Je suis d'accord pour changer les horaires de nos réunions afin de permettre à nos collègues d'outre-mer de suivre plus facilement nos travaux.

S'agissant du calendrier, la priorité n'est en effet pas au programme de stabilité - il paraît d'ailleurs étonnant de demander en ce moment de tels chiffres à l'Italie et à l'Espagne... -, mais c'est une obligation européenne, et je ne sais pas si elle peut être reportée. En tout état de cause, un projet de loi de finances rectificative et peut-être un projet de loi de financement rectificative de la sécurité sociale nous seront soumis. Pour l'instant, le Gouvernement attend sans doute d'y voir plus clair.

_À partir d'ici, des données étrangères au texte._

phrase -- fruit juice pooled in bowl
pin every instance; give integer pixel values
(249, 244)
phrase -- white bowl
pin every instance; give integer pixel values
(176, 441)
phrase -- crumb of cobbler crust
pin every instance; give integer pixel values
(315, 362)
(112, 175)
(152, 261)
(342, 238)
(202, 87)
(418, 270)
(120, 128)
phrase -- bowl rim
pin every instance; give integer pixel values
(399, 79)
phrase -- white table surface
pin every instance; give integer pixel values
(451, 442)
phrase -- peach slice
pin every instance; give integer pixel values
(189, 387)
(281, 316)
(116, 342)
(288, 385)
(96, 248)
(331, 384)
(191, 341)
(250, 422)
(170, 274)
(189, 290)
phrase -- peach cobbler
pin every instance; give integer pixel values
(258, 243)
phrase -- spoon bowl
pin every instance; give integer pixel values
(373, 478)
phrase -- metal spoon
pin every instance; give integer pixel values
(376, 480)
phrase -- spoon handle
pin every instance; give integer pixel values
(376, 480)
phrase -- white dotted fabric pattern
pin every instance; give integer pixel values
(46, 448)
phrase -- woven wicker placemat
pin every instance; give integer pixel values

Mon impression est qu'il n'a pas envie de trop modifier les dispositifs actuels : Gérald Darmanin a dit que l'essentiel des modalités du fonds de solidarité ne changerait pas.

Selon moi, il vaudrait mieux donner davantage de moyens aujourd'hui pour le faire moins demain ; les pertes de recettes seraient ainsi moins importantes. Si nous ne parvenons pas à soutenir nos entreprises, le tissu économique disparaîtra, et il n'y aura plus de contribuables. Vouloir dépenser moins maintenant est une idée à courte vue. Rappelons que l'Italie et l'Espagne engagent plus de moyens que la France, hors mesures de garantie de prêts.

Dernière information : pour l'Allemagne, la projection de décroissance est de 9,8 % pour le deuxième trimestre. Les chiffres sont catastrophiques.

Encore une fois, les dispositifs mis en place en France sont insuffisants dans le contexte de cette crise d'une ampleur inédite.